And check the version of PyTorch and if cuda is available.

In [2]:
print(torch.__version__)
if torch.cuda.is_available():
    device = torch.device('cuda')
else:
    device = torch.device('cpu')
print(device)

2.2.2+cu121
cuda


Define a class that can save and load the datasets.

In [3]:
class TextDataset(Dataset):
    def __init__(self, pos_dir, neg_dir):
        self.samples = []
        self.labels = []

        # Load positive samples
        for filename in os.listdir(pos_dir):
            with open(os.path.join(pos_dir, filename), 'r', encoding='utf-8') as file:
                text = file.read()
                self.samples.append(text)

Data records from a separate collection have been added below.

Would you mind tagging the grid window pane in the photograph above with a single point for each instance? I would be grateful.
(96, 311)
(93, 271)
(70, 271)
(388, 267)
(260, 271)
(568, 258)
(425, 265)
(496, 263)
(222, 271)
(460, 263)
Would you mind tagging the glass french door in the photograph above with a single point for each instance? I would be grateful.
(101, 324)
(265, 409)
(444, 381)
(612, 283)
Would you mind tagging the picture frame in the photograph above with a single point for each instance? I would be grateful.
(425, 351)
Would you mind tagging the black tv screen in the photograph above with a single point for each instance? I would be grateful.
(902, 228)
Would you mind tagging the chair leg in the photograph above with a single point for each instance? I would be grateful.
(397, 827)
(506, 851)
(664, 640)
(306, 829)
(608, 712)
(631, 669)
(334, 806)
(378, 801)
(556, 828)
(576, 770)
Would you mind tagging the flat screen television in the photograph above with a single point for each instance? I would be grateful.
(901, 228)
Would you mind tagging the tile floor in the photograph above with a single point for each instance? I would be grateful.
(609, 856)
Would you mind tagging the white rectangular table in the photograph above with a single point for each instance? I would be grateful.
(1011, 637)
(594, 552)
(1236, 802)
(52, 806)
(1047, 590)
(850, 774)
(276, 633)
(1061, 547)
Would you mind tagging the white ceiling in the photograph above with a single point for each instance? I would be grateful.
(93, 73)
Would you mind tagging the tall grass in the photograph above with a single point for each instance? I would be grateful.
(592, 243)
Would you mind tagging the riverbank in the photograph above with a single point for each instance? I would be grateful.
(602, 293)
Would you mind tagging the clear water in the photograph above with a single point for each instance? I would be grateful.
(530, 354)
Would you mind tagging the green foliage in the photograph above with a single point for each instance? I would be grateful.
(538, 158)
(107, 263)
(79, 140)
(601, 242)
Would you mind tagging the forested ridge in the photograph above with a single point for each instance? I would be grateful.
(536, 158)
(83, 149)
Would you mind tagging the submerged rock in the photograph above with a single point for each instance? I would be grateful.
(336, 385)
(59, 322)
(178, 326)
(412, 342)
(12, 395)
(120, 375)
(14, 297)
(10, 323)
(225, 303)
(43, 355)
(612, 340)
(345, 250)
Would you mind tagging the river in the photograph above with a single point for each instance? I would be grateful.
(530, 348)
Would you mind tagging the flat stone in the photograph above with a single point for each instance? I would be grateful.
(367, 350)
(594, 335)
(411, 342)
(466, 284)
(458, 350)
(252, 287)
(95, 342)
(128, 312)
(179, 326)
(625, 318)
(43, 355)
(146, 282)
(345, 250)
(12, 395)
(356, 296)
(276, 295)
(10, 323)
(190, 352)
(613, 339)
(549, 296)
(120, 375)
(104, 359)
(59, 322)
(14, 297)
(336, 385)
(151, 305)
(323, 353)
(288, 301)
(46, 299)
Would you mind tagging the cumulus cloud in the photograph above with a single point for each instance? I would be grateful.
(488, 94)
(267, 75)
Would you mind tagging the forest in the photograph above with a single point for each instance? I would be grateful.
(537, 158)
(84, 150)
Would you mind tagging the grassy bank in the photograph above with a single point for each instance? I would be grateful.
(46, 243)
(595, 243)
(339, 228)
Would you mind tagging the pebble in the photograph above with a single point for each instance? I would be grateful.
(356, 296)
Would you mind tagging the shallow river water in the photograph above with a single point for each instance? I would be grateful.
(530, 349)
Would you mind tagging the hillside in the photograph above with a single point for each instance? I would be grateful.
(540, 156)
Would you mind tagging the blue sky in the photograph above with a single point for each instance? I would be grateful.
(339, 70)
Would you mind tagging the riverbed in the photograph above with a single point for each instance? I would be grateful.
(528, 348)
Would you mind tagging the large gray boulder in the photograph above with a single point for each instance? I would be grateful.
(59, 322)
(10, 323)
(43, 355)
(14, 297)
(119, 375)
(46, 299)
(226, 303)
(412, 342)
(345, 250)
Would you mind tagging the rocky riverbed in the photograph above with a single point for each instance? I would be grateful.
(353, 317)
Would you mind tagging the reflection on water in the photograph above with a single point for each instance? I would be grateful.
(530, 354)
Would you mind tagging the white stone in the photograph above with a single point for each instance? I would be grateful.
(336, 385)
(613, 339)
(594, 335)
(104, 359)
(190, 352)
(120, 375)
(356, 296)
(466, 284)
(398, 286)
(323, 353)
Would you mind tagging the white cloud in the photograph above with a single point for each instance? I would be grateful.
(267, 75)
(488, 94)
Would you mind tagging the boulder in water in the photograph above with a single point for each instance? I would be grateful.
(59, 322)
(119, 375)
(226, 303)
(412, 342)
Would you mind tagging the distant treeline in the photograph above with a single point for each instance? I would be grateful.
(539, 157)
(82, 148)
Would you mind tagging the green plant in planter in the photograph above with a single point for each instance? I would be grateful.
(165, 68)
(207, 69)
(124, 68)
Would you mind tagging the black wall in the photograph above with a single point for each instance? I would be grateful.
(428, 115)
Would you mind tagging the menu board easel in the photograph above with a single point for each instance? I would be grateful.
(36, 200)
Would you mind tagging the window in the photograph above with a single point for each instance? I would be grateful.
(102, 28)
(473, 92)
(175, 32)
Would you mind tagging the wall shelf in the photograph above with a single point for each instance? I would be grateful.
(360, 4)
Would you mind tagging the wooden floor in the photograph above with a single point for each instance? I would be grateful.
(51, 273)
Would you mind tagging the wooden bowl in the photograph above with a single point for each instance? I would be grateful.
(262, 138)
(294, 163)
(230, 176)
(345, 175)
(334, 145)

        # Load negative samples
        for filename in os.listdir(neg_dir):
            with open(os.path.join(neg_dir, filename), 'r', encoding='utf-8') as file:
                text = file.read()
                self.samples.append(text)

    def __len__(self):
        return len(self.samples)

    def __getitem__(self, idx):
        sample = self.samples[idx]
        
        return sample

Define a class that can handle tokenized data.

In [4]:
class IMDBDataset(Dataset):
    def __init__(self, texts, tokenizer, max_length=512):
        self.samples = []
        self.tokenizer = tokenizer
        self.max_length = max_length

        # Load positive samples
        for text in texts:
            self.samples.append(text)

    def __len__(self):
        return len(self.samples)

    def __getitem__(self, idx):
        sample = self.samples[idx]
        
        encoding = self.tokenizer(
            sample,
            truncation=True,
            max_length=self.max_length,
            padding='max_length',
            return_tensors='pt'
        )
        input_ids = encoding['input_ids'].squeeze()
        attention_mask = encoding['attention_mask'].squeeze()
        
        return input_ids, attention_mask

This is functions for saving and loading datasets, because loading for datasets is quite slow.

In [5]:
def save_dataset_splits(train_dataset, val_dataset, test_dataset, train_indices_file, val_indices_file, test_indices_file):
    # Save the indices of the training, validation, and test sets    
    with open(train_indices_file, 'wb') as f:
        pickle.dump(train_indices, f)
    
    with open(val_indices_file, 'wb') as f:
        pickle.dump(val_indices, f)

    with open(test_indices_file, 'wb') as f:
        pickle.dump(test_indices, f)

def load_dataset_splits(train_indices_file, val_indices_file, test_indices_file):
    # Load the indices of the training, validation, and test sets
    with open(train_indices_file, 'rb') as f:
        train_indices = pickle.load(f)
    
    with open(val_indices_file, 'rb') as f:
        val_indices = pickle.load(f)

    with open(test_indices_file, 'rb') as f:
        test_indices = pickle.load(f)
    
    return train_indices, val_indices, test_indices

split_dataset is function for split training dataset and validation dataset for 8:2 ratio.

In [6]:
def split_dataset(dataset, train_size=0.8):
    train_size = int(len(dataset) * train_size)
    val_size = len(dataset) - train_size
    return random_split(dataset, [train_size, val_size])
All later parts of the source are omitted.